Mereka pun akan aktif dalam setiap tahapan interaksi sosial yang harus dilalui untuk membentuk masyarakat multi-kultur yang kohesif, unggul, dan berdaya-guna. Tahapan-tahapan itu antara lain akuisisi sosial, asimilasi, transformasi, hingga sinergi atau mendayagunakan keunggulan sosial demi kesejahteraan bersama.

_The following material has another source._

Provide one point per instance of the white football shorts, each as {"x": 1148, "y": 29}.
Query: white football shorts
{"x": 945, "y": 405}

“Bila kita berhasil sampai ke tahap mendayagunakan keunggulan sosial ini, itulah tandanya pembangunan IKN Nusantara telah tercapai,” tuturnya.

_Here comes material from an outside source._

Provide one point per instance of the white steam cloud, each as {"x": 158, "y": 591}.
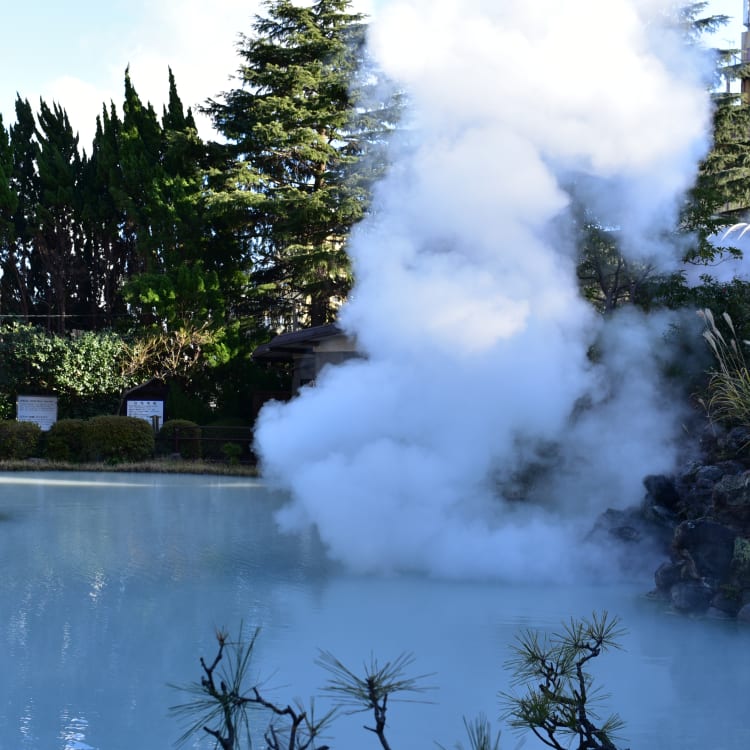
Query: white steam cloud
{"x": 467, "y": 306}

Dalam asesmen komunitas intelijen BIN sejauh ini yang didukung oleh riset etnografi dan sosiologi mendalam terhadap locus IKN, lanjut Budi Gunawan, prospek terjadinya interaksi sosial tersebut sangat menjanjikan.
Terutama, karena secara psiko-demografis dan sosio-kultural, Kalimantan Timur sebenarnya memang heterogen dan multi-kultur. Sejauh ini, masyarakat Kaltim pun sudah dengan sangat terbuka menyatakan dukungannya terhadap program pembangunan IKN Nusantara.
"Sebab, keragaman, multikulturalisme, kebhinekaan, memang baru berarti bila berdayaguna bagi masyarakat, bagi Bangsa," pungkasnya.